Compromising the smartphone can let you get the password though, making it one factor. It would be more 2FA if you entered password on one device and used another (Yubikey, physical totp token) as a second factor.
The issue I'm having with this sort of "something you own and something you know/are" two-factor authentication is that it has some potential to cause violence - both can be beaten out of you:
https://www.citizen.co.za/network-news/lnn/article/banking-a...
This is true with 1FA too. 2FA is more effective at stopping the case where you're hacked and you don't even know it because your password was in a leak.
A TAN generator or security key stored in a drawer at home. At least it reduces the opportunities for theft since people don't carry these devices with them all the time as opposed to their phones. Opportunity makes the thief.
Yeah I often think the issue with cash and crypto is that it can be easily forced away from an individual by any sufficienty armed and unscrupulous party.
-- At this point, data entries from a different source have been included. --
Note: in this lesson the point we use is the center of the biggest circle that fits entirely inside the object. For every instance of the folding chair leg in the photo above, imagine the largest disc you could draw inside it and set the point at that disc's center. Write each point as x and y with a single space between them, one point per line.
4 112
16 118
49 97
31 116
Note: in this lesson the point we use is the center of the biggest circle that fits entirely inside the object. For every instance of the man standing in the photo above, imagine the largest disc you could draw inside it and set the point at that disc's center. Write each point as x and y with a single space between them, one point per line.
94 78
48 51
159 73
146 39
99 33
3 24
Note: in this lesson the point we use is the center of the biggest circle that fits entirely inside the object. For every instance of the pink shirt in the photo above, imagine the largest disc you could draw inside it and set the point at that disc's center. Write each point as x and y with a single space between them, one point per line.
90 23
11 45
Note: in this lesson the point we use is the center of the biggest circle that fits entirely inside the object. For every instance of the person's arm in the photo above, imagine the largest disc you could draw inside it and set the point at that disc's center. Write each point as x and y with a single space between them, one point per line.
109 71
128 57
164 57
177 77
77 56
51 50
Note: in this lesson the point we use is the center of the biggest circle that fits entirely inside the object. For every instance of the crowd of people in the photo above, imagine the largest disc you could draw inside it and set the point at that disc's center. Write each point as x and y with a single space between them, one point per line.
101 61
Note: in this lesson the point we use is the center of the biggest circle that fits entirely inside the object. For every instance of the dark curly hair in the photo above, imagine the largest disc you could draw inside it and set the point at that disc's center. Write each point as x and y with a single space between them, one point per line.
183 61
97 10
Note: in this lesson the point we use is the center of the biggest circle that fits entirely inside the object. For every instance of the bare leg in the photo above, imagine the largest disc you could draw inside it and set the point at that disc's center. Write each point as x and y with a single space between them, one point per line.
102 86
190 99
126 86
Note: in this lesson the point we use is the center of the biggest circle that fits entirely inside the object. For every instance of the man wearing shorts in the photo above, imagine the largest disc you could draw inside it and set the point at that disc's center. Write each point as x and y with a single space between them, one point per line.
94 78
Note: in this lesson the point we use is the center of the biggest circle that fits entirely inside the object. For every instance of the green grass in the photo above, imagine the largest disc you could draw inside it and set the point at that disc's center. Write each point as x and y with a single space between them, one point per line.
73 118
Money in a financial institution tends to have an upper limit on what could be forced away in a single act, or at least a single transction cycle.
Staying anonymous. For every single multimillionaire or billionaire out there flaunting their wealth, there is another who's equally secretive about it. There are many folks with tens of billions in assets who don't make their wealth part of their brand.
Like that guy in Texas whose estate paid billions in tax when he passed away.
If people need "`expect` scripting and a few open source packages [to] automate it to be 1 factor", it is effectively 2 factor for 99.9% of the population.
Also, if someone uses a password manager to store both the password and the OTP credential, that is still an improvement to security. Intercepting (e.g. shoulder surfing) or guessing the password is no longer enough, an attacker needs to get into the password manager's vault.